Enter the time period Joseph Boyden writes about in The Orenda! War. Savagery. Bloodshed. But hold on a minute! Bruce G. Trigger writes in Natives and Newcomers, “There is little evidence of warfare between Hurons and 5 Nations Iroquois in prehistoric times.”
Here’s the crash course of the crash course:
Wendat and Haudenosaunee not at war. European comes, offends and harms Haudenosaunee, then settles many people on Haudenosaunee land. Eighty years later another European comes. No Haudenosaunee to be found. French secure fur trade with Wendats. Wendat and Haudenosaunee south of the Great Lakes/St. Lawrence River fight viciously!!

John Ralston Saul says this: “We don’t know what to do with the least palatable part of the settler story. We wanted the land. It belonged to someone else. We took it.” Hm. And I would add, we also made enemies of people formerly at peace and then turned around and called them savages! Holy Smokes – have we got some work to do before we can be considered good relations!
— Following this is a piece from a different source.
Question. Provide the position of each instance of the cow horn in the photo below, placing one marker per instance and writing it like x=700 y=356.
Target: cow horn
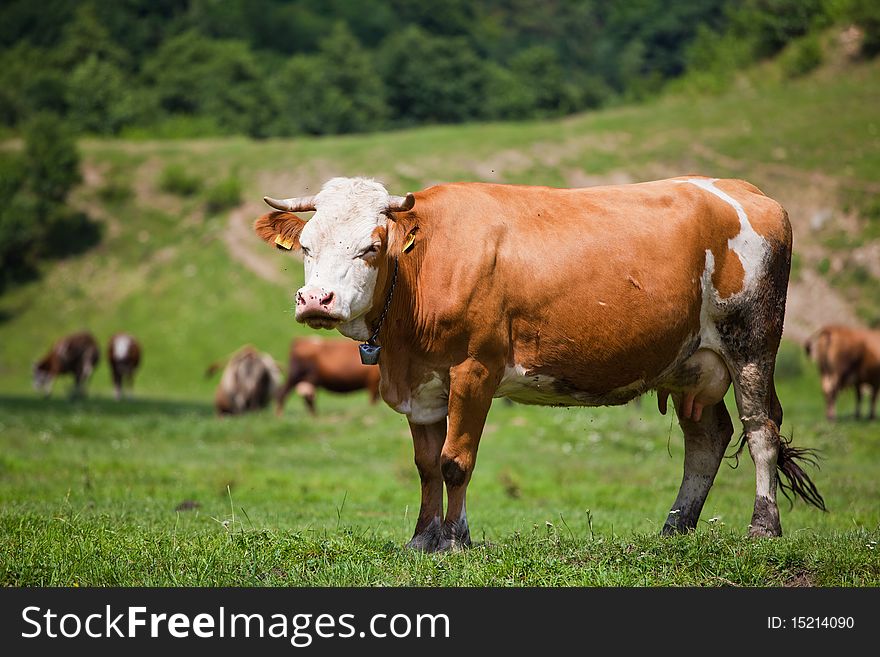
x=401 y=203
x=301 y=204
Good Relations – Women, 3 of 10

Geese 04 by Michael Chokomoolin
Geese 04 by Michael Chokomoolin

Prior to European settlement, the Haudenosaunee, or Iroquois of the Great Lakes region, were organized in a way that maintained a balance of equality between men and women.

When European women were not allowed to vote or run for office and were considered “dead in the law” once they married, Haudenosaunee women chose their chiefs and held political authority and key political offices as clan mothers.

When European law gave men the legal right to physically discipline their wives, violence against women was not tolerated amongst the Haudenosaunee. James Clinton, a general in the Sullivan Campaign that wiped most of the Haudenosaunee from New York State remarked that a Haudenosaunee man would never violate the chastity of any woman. He added this significant admonition to his colonel: ”It would be well to take measures to prevent a stain upon our army.”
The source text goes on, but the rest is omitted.